“Top enterprises think more strategically about their networks, don’t tolerate operational silos, and invest in the necessary tools for effective and secure infrastructure,” said Scott Fulton, executive vice president of products at Infoblox. “The results are clear—fewer outages and breaches, as well as better alignment with the business needs of their organisations.”
Respondents to the survey were asked a series of questions about their practices in a range of areas, such as security, operations, and visibility. Infoblox then compared those who most closely adhered to best practices (top-tier) with those who deviated the most (bottom-tier). Top-tier organisations, in the survey results, are dramatically differentiated in achieving their outcomes and taking a strategic approach to making IT a key business enabler.
Top-tier Organisations are More Serious about Network Protection
Top-tier organisations are more committed to network protection in a variety of ways:
· Top-tier organisations automate basic network tasks so they can focus on more strategic items.
· They banish silos: 100 percent of top-tier organisations report moderate to complete cooperation between network, security, and app teams.
· They mine DNS and DHCP data for security purposes. Roughly half of the top tier use DNS and DHCP data to discover new devices on the network, versus none of the bottom tier.
· Top-tier organisations are more than four times as likely to invest in technology such as machine-readable threat intelligence, security information and event management (SIEM) solutions, and automated tools that detect when new devices enter the network.
· They are three times less likely to understaff their security teams.
Top-tier Organisations Enjoy Better Business Outcomes
Top-tier enterprises are more agile and strategic. They provision new users, servers, devices, and apps much more quickly than bottom-tier organisations. And they are 2.3 times as likely to say they focus more on strategic tasks than tactical.
The Infoblox Network Protection Survey found that adhering to industry best-practices results in better outcomes:
· Greater internal customer satisfaction: Top-tier enterprises have IT departments that are roughly twice as likely to have somewhat to extremely satisfied stakeholders within the business—C level and users alike.
· Stronger security: Top-tier organisations reported no security-incident related outages or data breaches, while bottom-tier organisations reported an average of three security-incident related outages and one data breach. Top-tier organisations are also much more likely to achieve internal and external compliance.

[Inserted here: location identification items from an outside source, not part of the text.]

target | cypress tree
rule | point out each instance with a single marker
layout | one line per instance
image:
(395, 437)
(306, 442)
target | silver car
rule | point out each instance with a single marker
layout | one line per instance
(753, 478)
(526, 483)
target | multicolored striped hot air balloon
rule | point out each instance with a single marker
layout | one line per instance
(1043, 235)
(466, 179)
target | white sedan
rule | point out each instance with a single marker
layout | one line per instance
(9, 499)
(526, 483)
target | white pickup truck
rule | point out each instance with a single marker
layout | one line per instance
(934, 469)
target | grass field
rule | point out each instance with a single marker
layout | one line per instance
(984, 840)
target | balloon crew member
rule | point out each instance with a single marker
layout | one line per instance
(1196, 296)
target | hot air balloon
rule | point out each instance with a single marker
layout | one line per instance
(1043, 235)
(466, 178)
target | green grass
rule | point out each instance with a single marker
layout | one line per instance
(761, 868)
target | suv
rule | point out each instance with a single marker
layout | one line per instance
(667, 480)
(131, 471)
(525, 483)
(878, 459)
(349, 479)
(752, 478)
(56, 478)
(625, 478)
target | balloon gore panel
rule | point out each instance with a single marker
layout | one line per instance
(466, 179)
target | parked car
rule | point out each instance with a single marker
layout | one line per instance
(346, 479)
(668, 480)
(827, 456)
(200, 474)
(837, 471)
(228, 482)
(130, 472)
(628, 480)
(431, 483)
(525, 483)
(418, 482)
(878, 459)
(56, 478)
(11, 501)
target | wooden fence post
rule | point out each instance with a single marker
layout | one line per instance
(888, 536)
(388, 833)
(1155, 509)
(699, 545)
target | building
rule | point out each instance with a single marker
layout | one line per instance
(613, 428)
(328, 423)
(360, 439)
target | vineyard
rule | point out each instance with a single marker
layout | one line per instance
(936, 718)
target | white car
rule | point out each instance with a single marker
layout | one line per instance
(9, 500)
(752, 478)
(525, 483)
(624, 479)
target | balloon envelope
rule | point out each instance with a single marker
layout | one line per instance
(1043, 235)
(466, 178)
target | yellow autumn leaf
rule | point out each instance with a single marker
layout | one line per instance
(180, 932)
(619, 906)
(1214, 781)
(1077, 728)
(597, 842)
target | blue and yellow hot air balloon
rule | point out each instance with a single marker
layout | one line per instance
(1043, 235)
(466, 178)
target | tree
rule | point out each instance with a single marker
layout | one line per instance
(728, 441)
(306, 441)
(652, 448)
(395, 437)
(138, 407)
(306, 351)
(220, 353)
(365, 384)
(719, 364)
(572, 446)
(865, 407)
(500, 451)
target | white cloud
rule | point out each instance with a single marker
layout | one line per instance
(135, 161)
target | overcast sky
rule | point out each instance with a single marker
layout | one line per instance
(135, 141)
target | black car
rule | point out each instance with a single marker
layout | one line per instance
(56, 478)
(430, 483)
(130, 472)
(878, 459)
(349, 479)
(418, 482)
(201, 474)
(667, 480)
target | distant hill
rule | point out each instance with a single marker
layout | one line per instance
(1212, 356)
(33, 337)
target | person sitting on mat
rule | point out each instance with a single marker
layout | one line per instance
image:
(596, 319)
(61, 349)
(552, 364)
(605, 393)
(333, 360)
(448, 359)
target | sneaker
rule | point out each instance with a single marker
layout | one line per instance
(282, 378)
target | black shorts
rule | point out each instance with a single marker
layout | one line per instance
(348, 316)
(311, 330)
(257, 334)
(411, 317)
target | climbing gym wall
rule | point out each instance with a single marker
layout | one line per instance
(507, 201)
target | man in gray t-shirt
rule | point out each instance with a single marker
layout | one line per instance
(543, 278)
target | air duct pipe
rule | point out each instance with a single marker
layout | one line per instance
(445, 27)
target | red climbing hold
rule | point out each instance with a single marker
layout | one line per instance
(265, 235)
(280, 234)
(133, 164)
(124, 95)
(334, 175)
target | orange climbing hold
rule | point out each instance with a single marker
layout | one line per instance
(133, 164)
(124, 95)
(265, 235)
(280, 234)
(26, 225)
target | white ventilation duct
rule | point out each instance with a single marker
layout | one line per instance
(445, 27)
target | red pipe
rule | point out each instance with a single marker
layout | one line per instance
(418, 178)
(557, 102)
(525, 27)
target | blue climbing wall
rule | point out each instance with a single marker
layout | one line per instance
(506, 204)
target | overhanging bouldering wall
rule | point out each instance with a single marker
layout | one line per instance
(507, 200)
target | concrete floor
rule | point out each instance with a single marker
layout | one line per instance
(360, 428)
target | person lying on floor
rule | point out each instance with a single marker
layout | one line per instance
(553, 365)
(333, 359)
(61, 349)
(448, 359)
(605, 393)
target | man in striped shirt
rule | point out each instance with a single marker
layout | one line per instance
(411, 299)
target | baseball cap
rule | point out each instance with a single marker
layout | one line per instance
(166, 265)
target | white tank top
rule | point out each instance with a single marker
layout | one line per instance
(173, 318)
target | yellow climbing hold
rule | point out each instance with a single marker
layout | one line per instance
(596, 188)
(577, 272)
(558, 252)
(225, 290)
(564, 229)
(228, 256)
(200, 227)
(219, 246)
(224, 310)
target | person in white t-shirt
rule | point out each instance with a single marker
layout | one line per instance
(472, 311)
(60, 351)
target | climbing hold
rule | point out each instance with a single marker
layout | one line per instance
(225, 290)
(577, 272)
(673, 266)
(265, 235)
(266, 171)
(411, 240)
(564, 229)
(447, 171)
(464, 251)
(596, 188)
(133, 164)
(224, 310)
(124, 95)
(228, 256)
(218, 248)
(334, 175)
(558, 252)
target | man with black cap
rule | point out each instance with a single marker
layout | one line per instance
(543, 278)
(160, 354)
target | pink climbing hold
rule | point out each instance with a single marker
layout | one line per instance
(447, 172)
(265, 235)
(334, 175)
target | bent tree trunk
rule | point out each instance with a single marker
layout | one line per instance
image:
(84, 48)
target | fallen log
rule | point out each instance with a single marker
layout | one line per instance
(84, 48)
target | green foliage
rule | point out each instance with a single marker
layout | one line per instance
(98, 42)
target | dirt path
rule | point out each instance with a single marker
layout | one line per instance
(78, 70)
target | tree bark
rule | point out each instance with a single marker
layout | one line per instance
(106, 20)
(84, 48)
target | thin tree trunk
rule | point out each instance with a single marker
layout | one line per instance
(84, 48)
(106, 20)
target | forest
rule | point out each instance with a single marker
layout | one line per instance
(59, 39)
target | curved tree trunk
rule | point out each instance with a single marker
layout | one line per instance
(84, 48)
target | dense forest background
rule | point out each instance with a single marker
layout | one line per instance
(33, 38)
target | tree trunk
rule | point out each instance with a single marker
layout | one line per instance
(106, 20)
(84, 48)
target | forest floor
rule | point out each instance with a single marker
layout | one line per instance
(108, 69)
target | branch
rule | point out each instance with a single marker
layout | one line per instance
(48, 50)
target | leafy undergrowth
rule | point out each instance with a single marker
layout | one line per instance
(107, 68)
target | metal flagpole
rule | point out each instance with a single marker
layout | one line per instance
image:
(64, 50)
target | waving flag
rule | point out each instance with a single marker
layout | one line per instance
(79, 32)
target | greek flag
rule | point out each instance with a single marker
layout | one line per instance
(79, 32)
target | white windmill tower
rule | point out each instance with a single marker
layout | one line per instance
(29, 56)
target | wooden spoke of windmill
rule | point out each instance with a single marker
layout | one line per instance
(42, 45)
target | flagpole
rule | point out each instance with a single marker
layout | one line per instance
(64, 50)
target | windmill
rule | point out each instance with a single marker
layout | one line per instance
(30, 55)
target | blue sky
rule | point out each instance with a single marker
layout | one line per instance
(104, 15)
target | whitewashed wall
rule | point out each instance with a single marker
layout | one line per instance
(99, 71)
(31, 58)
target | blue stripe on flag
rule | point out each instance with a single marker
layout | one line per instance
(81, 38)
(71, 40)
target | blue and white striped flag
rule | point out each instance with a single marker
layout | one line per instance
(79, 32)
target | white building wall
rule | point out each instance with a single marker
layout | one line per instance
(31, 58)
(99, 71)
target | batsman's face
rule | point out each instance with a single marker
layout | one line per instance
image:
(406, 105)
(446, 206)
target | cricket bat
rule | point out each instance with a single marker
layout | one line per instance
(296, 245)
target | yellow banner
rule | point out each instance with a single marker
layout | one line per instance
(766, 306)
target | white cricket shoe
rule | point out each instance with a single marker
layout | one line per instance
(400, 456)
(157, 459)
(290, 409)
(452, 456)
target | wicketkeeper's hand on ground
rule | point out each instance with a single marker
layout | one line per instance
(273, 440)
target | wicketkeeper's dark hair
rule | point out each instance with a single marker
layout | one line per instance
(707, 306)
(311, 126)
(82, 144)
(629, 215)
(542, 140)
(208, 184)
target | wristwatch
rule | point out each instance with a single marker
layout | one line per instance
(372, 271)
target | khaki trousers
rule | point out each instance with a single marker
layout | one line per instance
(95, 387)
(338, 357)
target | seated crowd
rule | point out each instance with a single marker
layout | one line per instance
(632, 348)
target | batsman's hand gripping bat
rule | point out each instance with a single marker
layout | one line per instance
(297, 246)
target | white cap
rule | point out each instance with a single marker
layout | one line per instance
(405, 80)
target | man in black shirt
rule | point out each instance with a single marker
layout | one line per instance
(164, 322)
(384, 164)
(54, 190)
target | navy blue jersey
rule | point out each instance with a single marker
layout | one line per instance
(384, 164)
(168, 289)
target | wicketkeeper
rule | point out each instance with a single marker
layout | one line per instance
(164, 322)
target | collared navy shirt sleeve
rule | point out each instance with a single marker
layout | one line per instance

· Networks that run more smoothly: Top-tier IT teams are roughly twice as likely to meet SLAs and 10 times as likely to remediate security events “extremely quickly.”
· Better visibility into and control over infrastructure details such as IP addresses, malicious DNS traffic, and trusted users deviating from appropriate behaviour: Top-tier organisations are four times more likely to report having complete control over their IP addressing.